The late 1990s were a very odd time for the Fantastic Four. Their main superheroes returned from the Heroes Reborn Earth with Chris Claremont in charge of writing and Salvadore Larroca drawing most of the issues. Marvel has released the first complete collection, and the second volume is out this week. In it, we get stories like Invisible Woman solving her alien transformation with sheer will, a teenage Valeria showing up and claiming her father is Dr. Doom, and Reed Richards literally becoming Doctor Doom. It’s a wacky and also dense 492 page collection that has interesting wrinkles but suffers from too much text that drowns out the art, and some rather over-the-top female costumes.
This book opens in the most confusing ways. I haven’t read the first volume in a while and found myself googling story summaries to figure out how we got here. Invisible Woman slowly growing less and less human was a shock to me as well as the dimension-hopping. It opens with a Kree Avengers story that’s perplexing, only lasting for one issue and then shifts completely to the characters living new lives as thieves (and going by Richards Reed, Grim Ben, Stormy Sue, and Matchstick Johnny). The identity of this book is hard to pin down as the story and the plots are constantly shifting. It’s as if Claremont wanted to inundate us with ideas so as to avoid grasping onto any one thing and hating it. This book is also infatuated with creating new characters that are instantly forgettable. Hippolyta and Hades come to mind, and they are only two that pop in to be the baddies and then are forgotten almost as quickly.

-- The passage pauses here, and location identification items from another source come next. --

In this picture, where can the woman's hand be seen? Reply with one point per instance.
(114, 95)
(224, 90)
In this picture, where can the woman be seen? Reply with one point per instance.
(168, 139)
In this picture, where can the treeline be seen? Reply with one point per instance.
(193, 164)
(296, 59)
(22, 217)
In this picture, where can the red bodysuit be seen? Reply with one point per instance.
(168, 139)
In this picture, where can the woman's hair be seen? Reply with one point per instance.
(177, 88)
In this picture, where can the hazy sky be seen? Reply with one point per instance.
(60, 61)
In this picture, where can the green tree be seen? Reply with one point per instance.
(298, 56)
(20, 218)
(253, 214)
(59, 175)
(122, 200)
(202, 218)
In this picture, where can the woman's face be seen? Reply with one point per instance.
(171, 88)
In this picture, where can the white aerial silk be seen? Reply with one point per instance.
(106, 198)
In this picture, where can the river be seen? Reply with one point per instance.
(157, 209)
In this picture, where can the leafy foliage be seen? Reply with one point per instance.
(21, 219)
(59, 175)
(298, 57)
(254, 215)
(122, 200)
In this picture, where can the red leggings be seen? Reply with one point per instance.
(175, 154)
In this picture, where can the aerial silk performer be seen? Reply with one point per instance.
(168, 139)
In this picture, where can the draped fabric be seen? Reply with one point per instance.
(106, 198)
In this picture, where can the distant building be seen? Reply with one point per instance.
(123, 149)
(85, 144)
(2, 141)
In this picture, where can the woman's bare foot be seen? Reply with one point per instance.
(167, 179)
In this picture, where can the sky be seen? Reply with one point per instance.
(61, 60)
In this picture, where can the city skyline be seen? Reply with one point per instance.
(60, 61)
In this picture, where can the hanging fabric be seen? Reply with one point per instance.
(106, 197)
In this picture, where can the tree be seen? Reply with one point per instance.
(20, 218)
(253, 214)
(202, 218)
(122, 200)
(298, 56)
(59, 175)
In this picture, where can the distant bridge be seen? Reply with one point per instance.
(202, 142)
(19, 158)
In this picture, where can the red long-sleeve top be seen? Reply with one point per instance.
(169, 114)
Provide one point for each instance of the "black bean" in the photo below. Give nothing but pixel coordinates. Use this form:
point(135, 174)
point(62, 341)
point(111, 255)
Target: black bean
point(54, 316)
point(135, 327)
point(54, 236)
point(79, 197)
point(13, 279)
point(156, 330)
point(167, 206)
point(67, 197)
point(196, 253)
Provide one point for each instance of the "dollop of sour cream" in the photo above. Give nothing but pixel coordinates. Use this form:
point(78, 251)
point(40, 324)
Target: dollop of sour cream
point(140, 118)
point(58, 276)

There are a lot of bizarre ideas in this book. Take for instance Sue’s transformation into an alien predator. At one point she’s being consoled by Reed that he’ll fix her condition and she openly tells him she wants to kill and eat him. Yikes. When she does transform back it’s in a confusing way, using a life support pod and sheer will. She touches herself in this scene in a strangely erotic way screaming, “Yes! Yes! Yes!” Speaking of erotic, the breasts on the characters in this book are laugh-out-loud huge. They’re comically large and throw off the costume design and look of most female characters.

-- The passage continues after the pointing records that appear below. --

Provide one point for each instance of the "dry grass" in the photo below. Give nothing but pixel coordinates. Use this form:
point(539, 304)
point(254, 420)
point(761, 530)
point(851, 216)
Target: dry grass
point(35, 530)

A saving grace in this volume is the inclusion of Valeria. I can’t say it makes a lot of sense in the context of just this book, but when you read up on the character’s origin, the storied history of Sue unable to have a child, and how Valeria was brought into the stories long after this collection ends, you see some interesting ideas at work. Claremont is clearly playing around with jealousy between Sue and Reed when we find out Dr. Doom is Valeria’s’ father. It’s also an interesting look at alternate dimensions, possibilities unknown to the characters, and how the very strange sci-fi concepts these characters interact with are the norm for them. Dr. Doom is prominent in this chunk of the story too and he’s a reminder the series is stronger with him in it.

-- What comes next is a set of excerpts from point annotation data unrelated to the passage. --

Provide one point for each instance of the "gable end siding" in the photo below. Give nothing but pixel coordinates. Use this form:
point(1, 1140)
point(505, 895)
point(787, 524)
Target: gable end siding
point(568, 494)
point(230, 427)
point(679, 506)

Overall this is an odd book that’s tough to read since it’s so dense, at times incomprehensible, and shows its age with the female character and costume designs. I’m not sure it’s worth reading since it is so dense, but if you’re willing to take it on there are some interesting ideas at work here. It also plays an important part in Valeria’s origin and has some strong writing of Dr. Doom to go along with it.